Fairness betrifft vor allem die Möglichkeit zur wirtschaftsinternen Ausgestaltung von Unterschieden in den Arbeitseinkommen. Ich argumentiere, dass die Akteure in den wirtschaftlichen Institutionen die verbürgte Möglichkeit haben müssen, die Fairness der Vergütung von unterschiedlichen Tätigkeiten zu thematisieren und mit Gründen zu kritisieren. Das schließt die Möglichkeit mit ein, falls erforderlich unfaire Einkommensverhältnisse zu korrigieren (Kuch 2023: Kap 5.2). Hier stimmen Gerlach und ich also weitgehend überein. Die Pointe meiner Überlegungen besteht jedoch darin, dass diese verbürgte Möglichkeit zur diskursiven Umgestaltung von Fairnessnormen letztlich ihrerseits auf Wirtschaftsdemokratie hinausläuft.
Der Grund hierfür liegt in der konstitutiven Umstrittenheit von Fairnessnormen: Manche werden sich auf die Anstrengung in der eigenen Tätigkeit als Verdienstkriterium berufen, andere auf den Wert ihrer produktiven Beiträge, wieder andere auf den Verzicht auf präferierte Optionen usw. Es gibt keine abgeschlossene Theorie der Fairness, die diese Kriterien in ein eindeutiges Verhältnis bringen könnte. Die Verhältnisbestimmungen müssen die Beteiligten vor Ort selbst leisten, und dies geht nur demokratisch. Zentral ist, dass Fairnessnormen in der Wirtschaft intern verhandelbar, aktualisierbar und umsetzbar gemacht werden, nur so lässt sich auf Seiten der Marktteilnehmer:innen ein Bewusstsein für die Verbindlichkeit von Fairnessnormen wecken und erhalten. In diesem Sinn erfordert also auch die Förderung und der Erhalt eines Gerechtigkeitsethos letztlich doch eine Einübung in wirtschaftsdemokratische Praktiken, auch wenn das Argument hierfür indirekter angelegt ist als im Fall eines demokratischen Ethos.
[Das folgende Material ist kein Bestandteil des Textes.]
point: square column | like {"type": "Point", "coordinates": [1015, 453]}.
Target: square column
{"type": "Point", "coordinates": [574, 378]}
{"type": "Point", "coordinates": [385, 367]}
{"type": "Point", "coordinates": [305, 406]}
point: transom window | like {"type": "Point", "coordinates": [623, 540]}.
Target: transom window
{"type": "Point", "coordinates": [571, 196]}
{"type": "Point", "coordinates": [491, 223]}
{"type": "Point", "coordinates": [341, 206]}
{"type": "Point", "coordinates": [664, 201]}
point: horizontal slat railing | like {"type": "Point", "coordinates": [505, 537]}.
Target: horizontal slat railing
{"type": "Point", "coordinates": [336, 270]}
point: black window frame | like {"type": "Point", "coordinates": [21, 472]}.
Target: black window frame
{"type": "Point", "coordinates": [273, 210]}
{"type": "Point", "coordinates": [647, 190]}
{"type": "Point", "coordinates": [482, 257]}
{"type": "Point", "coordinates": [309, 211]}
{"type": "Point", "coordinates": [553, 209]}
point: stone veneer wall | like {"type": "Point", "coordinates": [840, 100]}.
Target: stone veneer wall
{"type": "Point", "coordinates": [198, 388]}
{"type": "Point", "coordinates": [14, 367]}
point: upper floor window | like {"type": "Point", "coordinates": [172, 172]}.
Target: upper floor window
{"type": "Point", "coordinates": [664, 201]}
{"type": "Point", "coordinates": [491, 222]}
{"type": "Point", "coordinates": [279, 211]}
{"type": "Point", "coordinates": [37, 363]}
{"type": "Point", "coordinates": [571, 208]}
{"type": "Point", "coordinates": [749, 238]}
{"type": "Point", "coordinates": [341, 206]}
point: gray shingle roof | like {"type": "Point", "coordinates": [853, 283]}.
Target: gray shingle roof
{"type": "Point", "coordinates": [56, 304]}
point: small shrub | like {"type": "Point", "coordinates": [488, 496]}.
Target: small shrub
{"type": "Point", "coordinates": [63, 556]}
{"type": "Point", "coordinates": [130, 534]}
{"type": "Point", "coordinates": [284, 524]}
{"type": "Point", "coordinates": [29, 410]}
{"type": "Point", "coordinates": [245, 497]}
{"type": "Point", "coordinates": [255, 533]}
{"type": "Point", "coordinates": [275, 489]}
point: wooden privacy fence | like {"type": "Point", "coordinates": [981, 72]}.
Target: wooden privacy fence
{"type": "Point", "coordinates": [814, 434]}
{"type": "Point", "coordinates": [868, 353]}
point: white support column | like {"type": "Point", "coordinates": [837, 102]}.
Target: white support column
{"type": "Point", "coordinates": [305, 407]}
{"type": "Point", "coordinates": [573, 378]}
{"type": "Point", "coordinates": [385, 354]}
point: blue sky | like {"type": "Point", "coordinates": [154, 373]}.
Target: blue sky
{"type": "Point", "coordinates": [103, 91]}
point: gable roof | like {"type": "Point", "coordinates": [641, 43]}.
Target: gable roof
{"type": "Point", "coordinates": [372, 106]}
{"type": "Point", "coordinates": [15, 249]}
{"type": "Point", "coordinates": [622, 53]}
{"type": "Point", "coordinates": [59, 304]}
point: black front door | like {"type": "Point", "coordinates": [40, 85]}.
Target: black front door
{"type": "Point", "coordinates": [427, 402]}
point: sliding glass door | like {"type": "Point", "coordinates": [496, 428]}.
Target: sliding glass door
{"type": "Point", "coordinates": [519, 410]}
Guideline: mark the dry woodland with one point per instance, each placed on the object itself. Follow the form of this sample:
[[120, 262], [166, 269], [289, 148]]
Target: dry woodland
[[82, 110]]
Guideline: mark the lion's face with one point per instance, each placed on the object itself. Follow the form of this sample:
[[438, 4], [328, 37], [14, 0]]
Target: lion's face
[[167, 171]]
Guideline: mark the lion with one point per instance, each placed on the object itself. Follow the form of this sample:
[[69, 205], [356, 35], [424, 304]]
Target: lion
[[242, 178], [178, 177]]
Interessenverfolgung im allgemeinen Abhängigkeitszusammenhang
Nun gibt es einen zentralen Punkt in Gerlachs Überlegungen, an dem sich ein grundsätzlicherer Dissens entzünden könnte, sofern Gerlach die von ihr dargestellte Position tatsächlich auch teilt, was mir nicht ganz klar ist. Gerlach bezieht sich auf die republikanische Denktradition, die die Wirtschaftssphäre als Arena der Notwendigkeit versteht, eine Sphäre „des Zwangs und der Abhängigkeit“, in der die Subjekte „notwendigerweise ihre privaten Interessen verfolgen“. Als „sozio-moralische Bildungsstätte sei die ökonomische Sphäre daher grundsätzlich ungeeignet“, so gibt Gerlach die republikanische Position wieder. Diese Überlegungen betreffen einen zentralen Punkt, an dem die Traditionslinie von Hegel über Marx bis Honneth dem Republikanismus, wie ihn Gerlach darstellt, fundamental widerspricht.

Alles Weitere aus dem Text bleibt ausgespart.